Der 1954 geborene Beigeladene zu 1) war vom 15. April 1991 bis 31. Oktober 1997 bei der Klägerin als “GDV-Ingenieur„ beschäftigt. Im Anstellungsvertrag vom 19. Oktober 1993 schlossen die Klägerin und der Beigeladene zu 1) folgende Vergütungsregelung (§ 3 Vergütung):
“1. Der Angestellte erhält jährlich 12 Monatsgehälter, derzeit in Höhe von DM 8.500,00 brutto. Dieses Gehalt wird für die Zeit vom 01.10.1993 an jeweils zum Monatsende auf ein vom Angestellten benanntes Konto überwiesen.
2. Der Angestellte erhält eine Tantieme in Höhe von 10 % v.H. des in der Handelsbilanz ausgewiesenen Jahresüberschusses vor Abzug der Tantieme und vor Abzug der ertragsabhängigen Steuern des Unternehmens. Die Tantieme beträgt jedoch höchstens DM 12.000,00 und mindestens DM 3.000,00 im Geschäftsjahr.
Die Tantieme ist einen Monat nach Feststellung des Jahresabschlusses fällig.
Im Jahr des Wirksamwerdens des gegenwärtigen Vertrages (1993) und im Jahr des Ausscheidens wird die Tantieme zeitanteilig gewährt. Sie wird einen Monat nach dem Zeitpunkt, in dem sie berechnet werden kann, fällig.
3. Mit den Zahlungen gemäß Ziff. 1 und 2 sind sämtliche Vergütungsansprüche des Angestellten abgegolten. Eine gesonderte Abrechnung und Bezahlung von Mehrarbeit, Sonn- und Feiertagsarbeit oder Überstunden findet nicht statt.
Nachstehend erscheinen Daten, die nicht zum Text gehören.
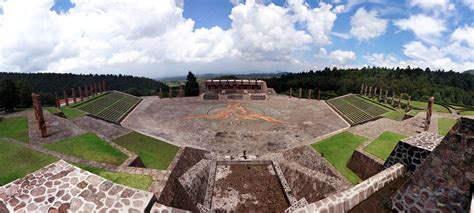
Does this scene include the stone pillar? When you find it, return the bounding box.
[390,92,395,107]
[63,90,69,106]
[425,96,434,131]
[405,96,411,112]
[398,93,403,109]
[77,87,84,101]
[71,88,77,103]
[54,92,61,109]
[31,93,48,138]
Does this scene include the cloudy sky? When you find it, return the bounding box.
[0,0,474,77]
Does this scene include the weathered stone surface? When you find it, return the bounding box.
[0,160,153,213]
[392,117,474,212]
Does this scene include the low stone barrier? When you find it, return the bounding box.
[347,150,383,180]
[285,163,406,212]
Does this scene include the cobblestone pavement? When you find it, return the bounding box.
[0,160,153,212]
[122,96,348,156]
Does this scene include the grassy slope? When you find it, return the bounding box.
[438,118,456,136]
[0,140,58,186]
[311,132,367,185]
[74,164,153,191]
[61,107,87,119]
[43,133,127,165]
[383,111,405,121]
[364,131,406,161]
[0,117,29,143]
[113,132,179,170]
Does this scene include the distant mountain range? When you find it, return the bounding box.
[464,70,474,75]
[157,72,287,81]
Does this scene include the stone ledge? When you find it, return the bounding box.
[287,163,406,212]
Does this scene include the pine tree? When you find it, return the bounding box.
[184,71,199,96]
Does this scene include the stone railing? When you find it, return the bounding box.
[286,163,406,212]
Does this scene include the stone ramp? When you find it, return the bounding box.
[0,160,155,212]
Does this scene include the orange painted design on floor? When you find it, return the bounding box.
[186,101,285,124]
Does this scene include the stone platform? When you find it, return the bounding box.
[0,160,154,212]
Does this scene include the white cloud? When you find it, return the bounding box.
[288,0,337,45]
[315,48,357,65]
[451,26,474,48]
[463,0,474,10]
[394,14,446,43]
[0,0,336,76]
[350,8,388,41]
[410,0,449,9]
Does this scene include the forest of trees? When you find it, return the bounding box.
[267,67,474,106]
[0,73,168,109]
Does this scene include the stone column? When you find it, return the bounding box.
[77,87,84,101]
[31,93,48,138]
[390,92,395,107]
[398,93,403,109]
[63,90,69,106]
[425,96,434,131]
[405,96,411,112]
[71,88,77,103]
[54,92,61,109]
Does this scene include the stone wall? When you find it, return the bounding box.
[347,150,383,180]
[383,132,443,172]
[179,159,211,205]
[158,147,209,211]
[279,160,345,202]
[392,118,474,212]
[286,163,405,212]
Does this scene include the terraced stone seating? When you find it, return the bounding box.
[75,91,141,123]
[327,95,389,125]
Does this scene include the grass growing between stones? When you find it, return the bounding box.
[113,132,179,170]
[43,133,127,166]
[74,164,153,191]
[0,139,58,186]
[438,118,456,136]
[311,132,367,185]
[0,117,29,143]
[383,111,405,121]
[364,131,406,161]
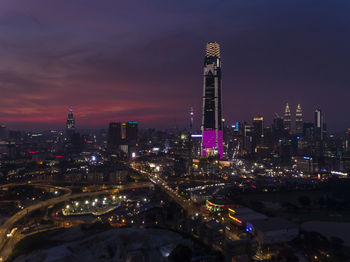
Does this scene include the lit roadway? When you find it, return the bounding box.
[0,182,151,261]
[131,164,240,244]
[131,164,200,216]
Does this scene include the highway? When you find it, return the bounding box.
[0,182,151,261]
[130,163,200,216]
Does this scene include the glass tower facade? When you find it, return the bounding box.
[202,42,223,158]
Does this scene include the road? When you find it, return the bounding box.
[0,182,151,261]
[130,163,200,216]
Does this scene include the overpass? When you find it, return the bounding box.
[0,182,151,261]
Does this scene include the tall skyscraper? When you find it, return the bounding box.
[295,104,303,136]
[125,121,138,146]
[190,107,194,135]
[315,109,323,141]
[66,108,75,138]
[283,103,292,133]
[202,42,223,158]
[107,122,122,153]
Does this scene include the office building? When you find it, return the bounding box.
[66,108,75,138]
[283,103,292,134]
[202,42,223,158]
[107,122,122,153]
[295,104,303,136]
[315,109,324,141]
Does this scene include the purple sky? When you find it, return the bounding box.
[0,0,350,131]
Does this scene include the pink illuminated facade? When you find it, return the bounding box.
[202,42,223,158]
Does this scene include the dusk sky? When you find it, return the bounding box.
[0,0,350,131]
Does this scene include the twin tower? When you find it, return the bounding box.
[202,42,223,158]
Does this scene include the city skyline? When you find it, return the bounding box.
[0,1,350,132]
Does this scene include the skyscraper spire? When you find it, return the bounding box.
[202,42,223,158]
[283,103,292,133]
[295,104,303,135]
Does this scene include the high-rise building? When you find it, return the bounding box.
[202,42,223,158]
[315,109,323,141]
[123,121,138,146]
[283,103,292,133]
[295,104,303,136]
[66,108,75,138]
[190,107,194,134]
[272,113,285,141]
[0,124,7,139]
[253,116,264,147]
[107,122,122,153]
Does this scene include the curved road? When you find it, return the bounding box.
[0,182,151,261]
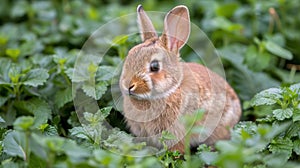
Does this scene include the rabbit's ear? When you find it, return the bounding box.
[161,5,190,52]
[137,5,157,41]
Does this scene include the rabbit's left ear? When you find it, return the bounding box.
[137,5,157,41]
[160,5,190,53]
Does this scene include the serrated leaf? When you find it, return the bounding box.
[273,108,293,121]
[266,41,293,60]
[251,88,282,106]
[200,151,218,165]
[69,127,89,140]
[62,140,90,163]
[15,98,51,127]
[3,131,26,160]
[96,66,117,81]
[0,58,11,84]
[0,96,8,107]
[269,138,293,155]
[0,116,5,123]
[54,87,72,108]
[293,139,300,155]
[293,108,300,122]
[82,81,108,100]
[23,68,49,87]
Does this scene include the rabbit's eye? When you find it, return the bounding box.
[150,60,159,72]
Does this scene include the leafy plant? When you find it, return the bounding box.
[0,0,300,167]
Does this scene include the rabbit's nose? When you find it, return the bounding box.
[128,83,136,94]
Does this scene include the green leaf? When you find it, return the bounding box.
[273,108,293,121]
[266,41,293,60]
[161,131,176,141]
[23,68,49,87]
[54,87,72,108]
[14,116,34,131]
[0,58,11,84]
[15,98,51,128]
[96,66,118,81]
[200,151,218,165]
[269,138,294,156]
[251,88,282,106]
[0,96,8,107]
[82,81,109,100]
[3,131,26,160]
[5,48,20,60]
[62,140,90,163]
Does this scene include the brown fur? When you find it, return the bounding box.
[120,6,241,152]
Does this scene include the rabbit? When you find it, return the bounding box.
[119,5,241,153]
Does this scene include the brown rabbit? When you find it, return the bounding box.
[120,5,241,152]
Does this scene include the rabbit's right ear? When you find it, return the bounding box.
[137,5,157,41]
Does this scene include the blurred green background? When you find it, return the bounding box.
[0,0,300,167]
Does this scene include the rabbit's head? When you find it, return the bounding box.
[120,5,190,99]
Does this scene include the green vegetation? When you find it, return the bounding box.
[0,0,300,168]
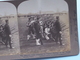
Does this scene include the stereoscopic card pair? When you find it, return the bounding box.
[0,0,79,59]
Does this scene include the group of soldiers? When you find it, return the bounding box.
[27,16,63,45]
[0,20,12,49]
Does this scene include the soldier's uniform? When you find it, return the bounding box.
[4,20,12,48]
[54,17,62,45]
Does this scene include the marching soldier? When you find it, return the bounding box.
[54,16,63,45]
[4,20,12,49]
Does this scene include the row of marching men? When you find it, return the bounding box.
[27,16,64,45]
[0,20,13,49]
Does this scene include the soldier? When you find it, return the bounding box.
[27,17,35,40]
[34,17,43,45]
[4,20,12,49]
[54,16,63,45]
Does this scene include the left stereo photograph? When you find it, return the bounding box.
[0,2,20,56]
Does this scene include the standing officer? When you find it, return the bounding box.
[54,16,63,45]
[4,20,12,49]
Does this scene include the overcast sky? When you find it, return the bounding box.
[0,2,16,16]
[18,0,68,14]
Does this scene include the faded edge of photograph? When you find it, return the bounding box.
[0,2,20,56]
[18,0,71,55]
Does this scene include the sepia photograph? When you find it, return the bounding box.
[18,0,71,55]
[0,2,20,56]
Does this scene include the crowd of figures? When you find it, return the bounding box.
[0,20,12,49]
[27,15,63,45]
4. Über eine Anpassung des festen Monatsgehaltes (oben Ziff. 1) an die allgemeine wirtschaftliche Lage wird von der Unternehmensleitung zum 01. Juli eines jeden Kalenderjahres unter Berücksichtigung der geschäftlichen Entwicklung des Unternehmens entschieden; erstmals zum 01. 07.1994. Eine Unterschreitung des unter Ziff. 1 genannten Betrages wird ausgeschlossen.„
In § 9 Ziff. 1 des Anstellungsvertrags wurde zudem geregelt, dass Änderungen des Vertrags der Schriftform bedürfen. Das Bruttomonatsentgelt des Klägers betrug zuletzt (Mai 1997) DM 6.679,00. Das hieraus resultierende Netto-Entgelt belief sich unter weiterem Abzug von DM 78,00 (vermögenswirksame Leistungen ≪VWL≫) auf DM 3.848,00. Der auf die Klägerin entfallende und an den Beigeladenen zu 1) zu leistende Beitragsanteil zu dessen privater Kranken- und Pflegeversicherung betrug DM 222,59 und DM 40,45. Beiträge zur RV und zur AV wurden an die Beklagte als Einzugsstelle bis zum 22. Mai 1997 gezahlt.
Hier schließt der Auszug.